The importance of Resource Allocation and Resource Leveling In Project Management

The importance of Resource Allocation and Resource Leveling In Project Management

22 December 2019 Off By The Engineering Community

Table of Contents

The importance of Resource Allocation and Resource Leveling In Project Management


What Is Resource Allocation?


Resource allocation is to assign the needed resources for all construction activities in the required amount and timing.

Work performed on construction requires the utilization of labor, equipment, and materials resources. Shortages in the availability or quantity of any essential resources can affect the performance and project finish date. Therefore, the resource requirements for each activity should be evaluated before a time schedule is put into action. By allocating the labor, equipment, and materials required to perform each individual task on the time schedule, one is able to pre-plan the anticipated resource needs for each workday of the project before the time schedule is put into action.

This total resource requirement is then compared with the quantity on-hand.  If the supply on-hand exceeds the requirement, then the time schedule can be worked as planned. If it is found that the demand exceeds supply, then steps need to be taken to ensure that the proper amount of resource will be on hand on the date needed. It should be noted that the Resource Allocation process only determines whether or not there is a problem when comparing resource demand and supply. It won’t state the course of action needed to correct the problem.

What is Resource Leveling?

Resource leveling is a project management technique in which the project start date and end date are adjusted based on resource constraints with the goal of balancing the demand for resources with the available supply.

When performing construction project planning activities, the project manager will attempt to schedule certain activities simultaneously. When more resources such as people or machines are needed than are available, or perhaps a specific person is needed in both activities, the activities will have to be re-scheduled in a concurrent way or even sequentially to manage the constraint.

Project resource leveling is the process of resolving these conflicts. It can be used to make a balance for the workload of primary resources over the course of the projects, usually at the expense of one of the traditional triple constraints (time, cost, scope). When using specially designed project time schedule software like Primavera P6, leveling typically means resolving conflicts of over allocations in the construction project plan by allowing the software (Primavera P6) to calculate delays and update activities automatically.

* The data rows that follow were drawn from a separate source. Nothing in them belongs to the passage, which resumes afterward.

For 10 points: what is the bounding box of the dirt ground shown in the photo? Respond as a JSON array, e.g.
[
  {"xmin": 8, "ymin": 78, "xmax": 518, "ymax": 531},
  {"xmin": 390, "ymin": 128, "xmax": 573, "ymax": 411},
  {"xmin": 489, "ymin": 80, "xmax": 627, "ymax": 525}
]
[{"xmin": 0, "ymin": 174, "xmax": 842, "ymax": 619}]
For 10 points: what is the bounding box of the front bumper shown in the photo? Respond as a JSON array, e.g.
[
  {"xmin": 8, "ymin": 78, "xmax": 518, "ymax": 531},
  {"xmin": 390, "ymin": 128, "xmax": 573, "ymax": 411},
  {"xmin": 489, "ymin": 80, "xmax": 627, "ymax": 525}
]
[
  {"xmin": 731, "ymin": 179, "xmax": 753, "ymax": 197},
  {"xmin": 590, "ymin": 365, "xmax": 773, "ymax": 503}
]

Project management software (Primavera P6 or Ms Project) leveling requires delaying activities until resources are available. In a more complex organization, resources could be allocated across multiple, concurrent construction projects thus requiring the process of resource leveling to be performed at the firm level. Resource leveling techniques are closely related critical path method calculations. For that reason, total float, activity sequences, and the network diagram logic affect the required resource quantities per time.

Resource leveling Techniques

The critical path is a common type of technique used by project managers when it comes to resource leveling. The critical path represents for both the longest and shortest time duration paths in the network diagram to finish the project. However, apart from the widely used; critical path method concept, project managers use fast-tracking and crashing if things get out of hand.

Fast tracking:

Fast tracking shortens the schedule by overlapping activities that are normally done in parallel. One way of doing this is changing the network logic by using leads and lags. For example, you can change a finish-to-start relationship to a finish-to-start with a lead.

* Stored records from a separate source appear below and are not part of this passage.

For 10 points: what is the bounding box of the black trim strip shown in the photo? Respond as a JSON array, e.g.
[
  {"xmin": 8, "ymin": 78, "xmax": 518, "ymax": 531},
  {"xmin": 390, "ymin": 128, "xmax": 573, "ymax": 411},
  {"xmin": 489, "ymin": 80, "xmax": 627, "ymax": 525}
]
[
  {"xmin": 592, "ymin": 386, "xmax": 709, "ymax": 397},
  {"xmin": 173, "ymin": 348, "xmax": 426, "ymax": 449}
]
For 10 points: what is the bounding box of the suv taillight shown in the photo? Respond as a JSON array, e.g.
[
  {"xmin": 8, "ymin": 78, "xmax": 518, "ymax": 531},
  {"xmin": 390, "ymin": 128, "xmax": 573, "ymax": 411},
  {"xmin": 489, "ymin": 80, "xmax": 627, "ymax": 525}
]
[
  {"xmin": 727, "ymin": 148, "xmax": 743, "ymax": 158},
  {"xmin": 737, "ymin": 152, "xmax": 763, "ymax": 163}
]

This causes the successor activity to start before the predecessor is complete. You can also change it to a start-to-start or finish-to-finish with a lag. This performs critical path activities. This buys time. The prominent feature of this technique is that although the work is finished for the moment, the possibility of rework is higher.


Crashing looks for cost/schedule trade-offs. In other words, you look for
ways to shorten the schedule by applying more resources or by spending more. The intent is to get the most schedule compression for the least
amount of money. Some common ways of accomplishing this include

Bringing in more resources: Sometimes, more people working, or using
additional equipment, can speed up progress.

Be careful. Sometimes adding resources actually extends the duration because coordination, communication, and conflict actually take more time than they save!

Working overtime: Many times, you can work longer hours or work weekends. However, this is useful only for a couple of weeks. After that, people burn out and are less productive, so this is but a short-term fix.
You also have to take into consideration any union or labor regulations.

Paying to expedite deliverables: This can include overnight shipping and paying bonuses to contractors for early delivery.
You could crash some activities for the childcare center example. For example, you can bring in an extra carpenter, electrician, plumber, HVAC person, or painter and reduce the duration. You can also ask those resources to work more hours (depending on any labor union restrictions).

Bringing in more resources might even reduce the time without increasing cost because the extra resources will shorten the duration. Overtime is usually billed at time and a half, so that option may cost more.